地方創生10年の陰鬱
△概要
地方創生が始まってから10年が経過しましたが、人口減少や東京圏への一極集中を食い止めることはできず、地方の衰退は続いています。政府はデジタル化や観光・農林業の拠点整備など多岐にわたる施策を実施しましたが、成果は限定的でした。首都圏からの移住促進や地方での雇用創出が思うように進まず、地方自治体間での人口の奪い合いが続いています。今後は、首都圏の大企業から優秀な人材を地方に派遣するなど、新たなアプローチが必要です。地方中核都市の機能を充実させ、地方創生を再スタートさせることが求められています。
□地方創生の現状と課題
○地方創生が始まって10年が経過しましたが、人口減少や東京圏への一極集中を食い止めることはできず、地方の衰退は続いています。政府はデジタル化や観光・農林業の拠点整備など多岐にわたる施策を実施しましたが、成果は限定的でした。首都圏からの移住促進や地方での雇用創出が思うように進まず、地方自治体間での人口の奪い合いが続いています。地方創生の基本目標である「地方での雇用創出」「地方への人流作り」「若い世代の結婚・出産・子育てを叶える」「魅力的な地域作り」の4つの目標は達成されていません。
□政府の取り組みとその評価
○政府は今年6月、2014年に始めた地方創生に関する報告書を発表しました。

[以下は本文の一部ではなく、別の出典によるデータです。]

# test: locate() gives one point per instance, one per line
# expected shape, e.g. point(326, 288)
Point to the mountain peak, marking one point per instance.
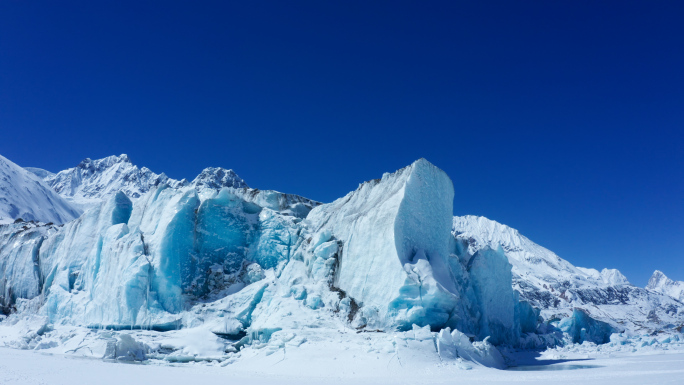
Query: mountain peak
point(24, 195)
point(218, 177)
point(660, 283)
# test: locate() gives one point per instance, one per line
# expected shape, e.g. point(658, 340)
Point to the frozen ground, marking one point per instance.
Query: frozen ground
point(30, 367)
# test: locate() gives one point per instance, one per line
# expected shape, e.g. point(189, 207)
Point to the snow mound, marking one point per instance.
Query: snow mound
point(23, 195)
point(660, 283)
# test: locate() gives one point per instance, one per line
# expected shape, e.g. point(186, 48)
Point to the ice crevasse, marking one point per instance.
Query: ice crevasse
point(242, 261)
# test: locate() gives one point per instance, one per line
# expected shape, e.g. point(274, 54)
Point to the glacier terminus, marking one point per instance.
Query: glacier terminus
point(112, 261)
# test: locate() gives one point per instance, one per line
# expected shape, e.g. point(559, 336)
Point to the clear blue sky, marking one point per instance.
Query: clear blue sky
point(563, 119)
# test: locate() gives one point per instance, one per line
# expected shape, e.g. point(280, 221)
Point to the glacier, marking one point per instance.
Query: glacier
point(155, 265)
point(561, 290)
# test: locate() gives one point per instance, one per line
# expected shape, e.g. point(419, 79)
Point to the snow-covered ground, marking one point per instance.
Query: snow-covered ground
point(18, 367)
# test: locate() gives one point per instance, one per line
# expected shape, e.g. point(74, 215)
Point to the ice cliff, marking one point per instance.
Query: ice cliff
point(240, 260)
point(564, 291)
point(24, 195)
point(660, 283)
point(93, 181)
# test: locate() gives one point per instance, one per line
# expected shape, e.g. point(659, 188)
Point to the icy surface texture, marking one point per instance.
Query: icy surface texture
point(93, 181)
point(24, 195)
point(217, 177)
point(555, 286)
point(662, 284)
point(581, 327)
point(394, 231)
point(19, 263)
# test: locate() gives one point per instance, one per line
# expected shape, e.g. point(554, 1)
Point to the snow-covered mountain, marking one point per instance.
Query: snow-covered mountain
point(94, 181)
point(24, 195)
point(661, 284)
point(214, 257)
point(557, 287)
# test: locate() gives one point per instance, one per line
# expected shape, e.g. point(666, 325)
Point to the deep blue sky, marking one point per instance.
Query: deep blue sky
point(563, 119)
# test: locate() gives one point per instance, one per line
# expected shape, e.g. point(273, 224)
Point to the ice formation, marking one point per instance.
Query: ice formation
point(660, 283)
point(23, 195)
point(558, 288)
point(197, 271)
point(93, 181)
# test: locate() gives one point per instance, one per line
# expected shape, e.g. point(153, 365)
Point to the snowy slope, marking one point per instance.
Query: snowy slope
point(554, 285)
point(94, 181)
point(24, 195)
point(662, 284)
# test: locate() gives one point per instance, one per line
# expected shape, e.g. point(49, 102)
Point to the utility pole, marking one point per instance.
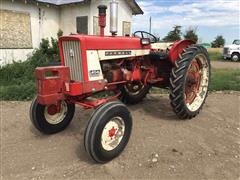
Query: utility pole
point(150, 24)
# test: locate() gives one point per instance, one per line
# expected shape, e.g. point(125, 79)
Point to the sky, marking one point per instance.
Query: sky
point(210, 17)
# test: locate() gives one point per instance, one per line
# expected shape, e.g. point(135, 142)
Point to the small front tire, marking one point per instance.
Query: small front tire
point(46, 118)
point(108, 131)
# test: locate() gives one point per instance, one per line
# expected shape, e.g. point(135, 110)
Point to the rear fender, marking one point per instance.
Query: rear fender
point(178, 48)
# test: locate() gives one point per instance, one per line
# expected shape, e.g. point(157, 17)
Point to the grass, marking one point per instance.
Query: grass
point(225, 79)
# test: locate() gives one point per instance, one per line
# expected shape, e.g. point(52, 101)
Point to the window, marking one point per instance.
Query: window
point(15, 30)
point(96, 29)
point(126, 28)
point(82, 25)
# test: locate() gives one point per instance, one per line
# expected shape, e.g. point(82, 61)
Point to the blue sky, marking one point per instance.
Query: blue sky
point(211, 17)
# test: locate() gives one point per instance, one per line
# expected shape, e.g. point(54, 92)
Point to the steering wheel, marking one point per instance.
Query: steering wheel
point(144, 34)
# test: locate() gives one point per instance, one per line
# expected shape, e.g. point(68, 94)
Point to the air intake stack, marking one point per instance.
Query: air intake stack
point(113, 17)
point(102, 18)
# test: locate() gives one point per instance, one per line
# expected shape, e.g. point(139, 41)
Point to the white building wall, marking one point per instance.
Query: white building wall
point(45, 26)
point(53, 18)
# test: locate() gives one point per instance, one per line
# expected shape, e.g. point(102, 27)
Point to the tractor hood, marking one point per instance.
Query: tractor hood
point(107, 42)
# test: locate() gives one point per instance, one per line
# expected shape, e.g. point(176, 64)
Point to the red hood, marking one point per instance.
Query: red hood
point(106, 42)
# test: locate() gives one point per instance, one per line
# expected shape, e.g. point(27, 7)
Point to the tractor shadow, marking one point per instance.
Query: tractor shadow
point(156, 106)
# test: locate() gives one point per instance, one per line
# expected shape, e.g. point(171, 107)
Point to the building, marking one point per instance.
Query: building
point(25, 22)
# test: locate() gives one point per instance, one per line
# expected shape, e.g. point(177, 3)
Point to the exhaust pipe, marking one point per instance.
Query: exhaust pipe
point(102, 18)
point(113, 17)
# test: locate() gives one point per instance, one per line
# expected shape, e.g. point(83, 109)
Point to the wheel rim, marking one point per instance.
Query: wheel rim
point(113, 133)
point(235, 58)
point(197, 80)
point(134, 88)
point(53, 115)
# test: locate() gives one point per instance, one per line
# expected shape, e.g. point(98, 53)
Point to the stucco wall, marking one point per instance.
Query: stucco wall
point(43, 26)
point(48, 20)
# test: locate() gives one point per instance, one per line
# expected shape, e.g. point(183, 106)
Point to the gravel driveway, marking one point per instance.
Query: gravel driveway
point(161, 146)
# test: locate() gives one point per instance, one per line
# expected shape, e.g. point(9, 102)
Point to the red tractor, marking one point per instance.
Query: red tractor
point(121, 68)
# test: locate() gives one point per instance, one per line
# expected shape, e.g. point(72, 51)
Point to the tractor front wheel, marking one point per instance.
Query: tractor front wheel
point(108, 131)
point(189, 82)
point(52, 118)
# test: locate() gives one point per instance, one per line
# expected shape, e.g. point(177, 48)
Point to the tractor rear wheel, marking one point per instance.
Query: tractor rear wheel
point(134, 92)
point(50, 120)
point(108, 131)
point(189, 81)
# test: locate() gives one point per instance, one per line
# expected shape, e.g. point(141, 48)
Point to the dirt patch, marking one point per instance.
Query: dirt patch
point(160, 147)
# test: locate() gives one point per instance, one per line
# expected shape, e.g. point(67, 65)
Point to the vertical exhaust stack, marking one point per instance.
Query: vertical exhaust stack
point(102, 18)
point(113, 17)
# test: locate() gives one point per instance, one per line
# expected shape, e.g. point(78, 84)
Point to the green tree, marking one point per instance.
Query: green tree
point(191, 33)
point(218, 42)
point(173, 35)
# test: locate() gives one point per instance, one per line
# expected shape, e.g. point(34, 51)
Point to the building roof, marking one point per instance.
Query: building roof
point(132, 4)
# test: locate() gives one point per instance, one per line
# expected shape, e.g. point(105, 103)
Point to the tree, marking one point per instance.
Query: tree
point(218, 42)
point(191, 34)
point(173, 35)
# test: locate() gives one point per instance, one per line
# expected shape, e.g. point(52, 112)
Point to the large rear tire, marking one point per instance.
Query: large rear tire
point(189, 81)
point(134, 92)
point(108, 131)
point(48, 120)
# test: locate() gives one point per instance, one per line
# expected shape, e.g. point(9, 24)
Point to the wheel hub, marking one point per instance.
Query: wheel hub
point(54, 114)
point(134, 87)
point(112, 133)
point(193, 81)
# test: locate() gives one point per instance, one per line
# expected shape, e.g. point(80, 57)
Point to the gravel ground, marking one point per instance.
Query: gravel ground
point(161, 147)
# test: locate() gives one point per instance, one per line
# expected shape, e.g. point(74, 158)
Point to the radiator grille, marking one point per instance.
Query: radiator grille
point(73, 59)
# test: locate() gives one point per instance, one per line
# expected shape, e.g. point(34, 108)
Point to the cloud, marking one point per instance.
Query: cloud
point(208, 13)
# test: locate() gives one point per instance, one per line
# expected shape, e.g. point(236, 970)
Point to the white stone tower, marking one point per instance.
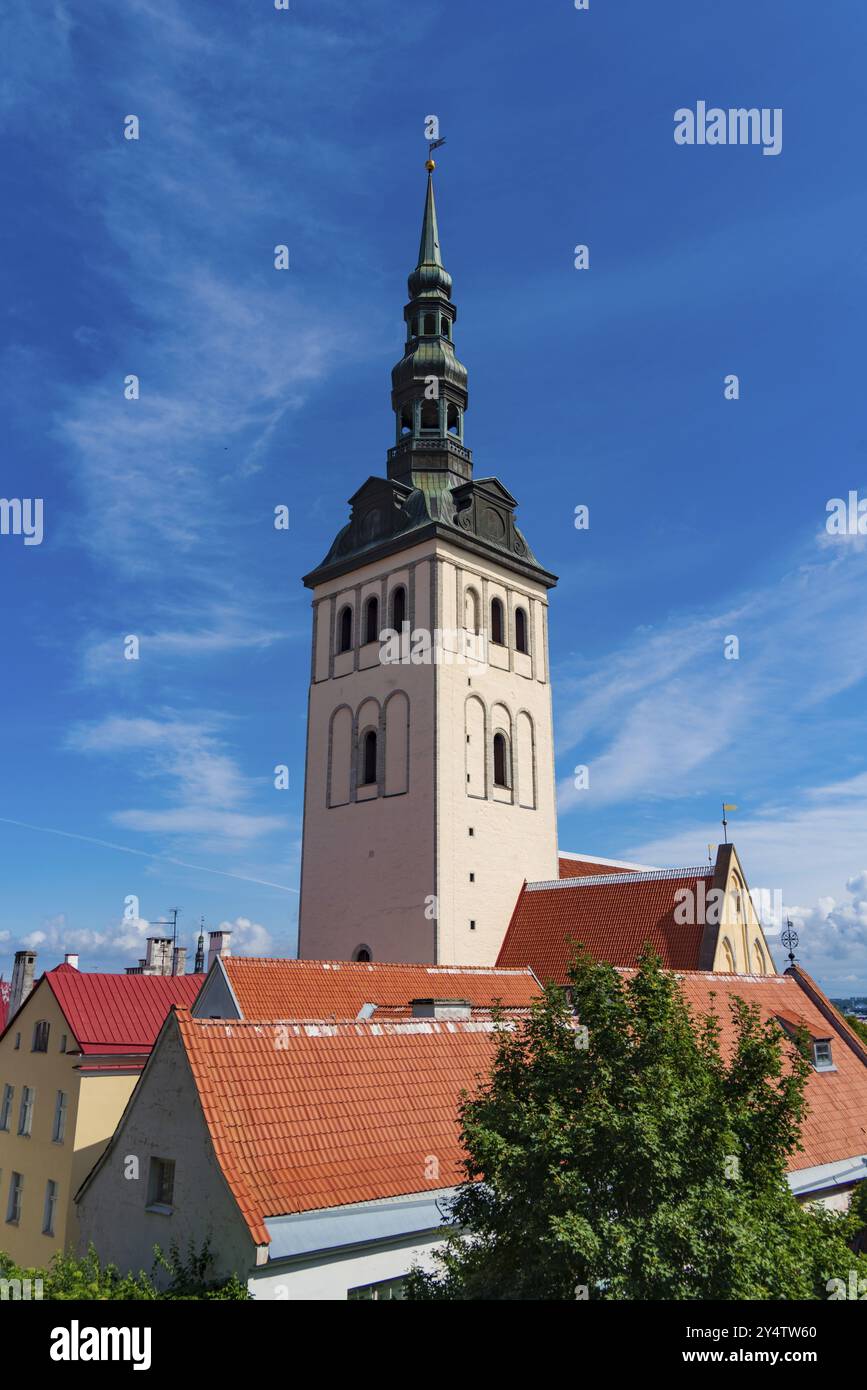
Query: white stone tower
point(430, 781)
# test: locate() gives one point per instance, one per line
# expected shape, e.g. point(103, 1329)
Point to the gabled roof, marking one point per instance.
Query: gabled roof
point(613, 913)
point(307, 1116)
point(313, 1115)
point(274, 988)
point(117, 1014)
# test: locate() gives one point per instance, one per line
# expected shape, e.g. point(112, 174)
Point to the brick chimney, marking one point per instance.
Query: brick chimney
point(441, 1009)
point(218, 945)
point(22, 979)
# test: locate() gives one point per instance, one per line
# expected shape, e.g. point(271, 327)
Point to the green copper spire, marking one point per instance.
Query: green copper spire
point(430, 278)
point(430, 384)
point(430, 489)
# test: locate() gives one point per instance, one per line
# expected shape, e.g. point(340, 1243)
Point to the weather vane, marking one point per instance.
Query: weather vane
point(434, 145)
point(789, 938)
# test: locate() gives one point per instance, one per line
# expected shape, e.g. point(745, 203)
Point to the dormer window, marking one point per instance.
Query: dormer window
point(823, 1057)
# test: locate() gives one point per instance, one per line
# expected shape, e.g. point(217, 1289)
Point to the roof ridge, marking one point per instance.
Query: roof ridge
point(646, 876)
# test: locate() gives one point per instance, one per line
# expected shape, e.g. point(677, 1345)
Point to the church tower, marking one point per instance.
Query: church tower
point(430, 780)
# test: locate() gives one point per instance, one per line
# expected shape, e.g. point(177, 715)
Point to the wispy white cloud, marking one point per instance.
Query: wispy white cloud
point(664, 709)
point(200, 786)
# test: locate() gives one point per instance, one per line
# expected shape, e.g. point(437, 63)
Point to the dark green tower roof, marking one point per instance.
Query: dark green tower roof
point(430, 489)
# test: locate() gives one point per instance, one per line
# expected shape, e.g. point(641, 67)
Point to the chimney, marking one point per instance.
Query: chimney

20年の国勢調査で5年前より人口が増えた自治体が317あるなど、「成果が一定数ある」と評価しましたが、「国全体で見たときに人口減少や東京圏への一極集中などの大きな流れを変えるには至っていない」とも認めました。自賛と自戒が入り交じるかのような表現ですが、10年間の取り組みを振り返れば、認められるような成果につながった政策は少なく、抜本的な見直しが必要だと言わざるを得ません。
□地方人口増の裏側
○地方での仕事は思うように増えず、14年からの10年間で首都圏では就業者数が約11.5%増えたのに対し、それ以外の地域では4%増にとどまりました。政府が成果として挙げた一部自治体の人口増も自治体間の人の奪い合いにすぎません。例えば、北海道では23年に道内から札幌市に約1.1万人の転入超があったが、同市からは首都圏に2232人の転出超となりました。地方都市が人を集め、首都圏がさらにそこから人を吸引する構図は変わりませんでした。
□新たなアプローチの必要性
○首都圏などからの移住を優先課題にする従来の考え方を転換し、首都圏の大企業などに徹底して働きかけて補助金も付け、優秀な人材を兼業や副業の形で地方の中小・スタートアップ企業などの支援に回すといった手もあります。経営幹部やコンサルタントなどでの活用も考えられます。そうした人材のキャリア形成まで手厚く支援しながら、有能な人材の頭脳移転を図ることが重要です。
□地方中核都市の機能充実
○札幌や福岡などの中核都市の機能をもっと充実させ、首都圏への流出をそこで食い止める方策も重要です。地方中核都市に人材が残れば、意思決定を東京ではなく地元でできるので、その他地域との人材、資本の交流は進めやすくなります。地方創生を再スタートさせるためには、もっとできることがあるはずです。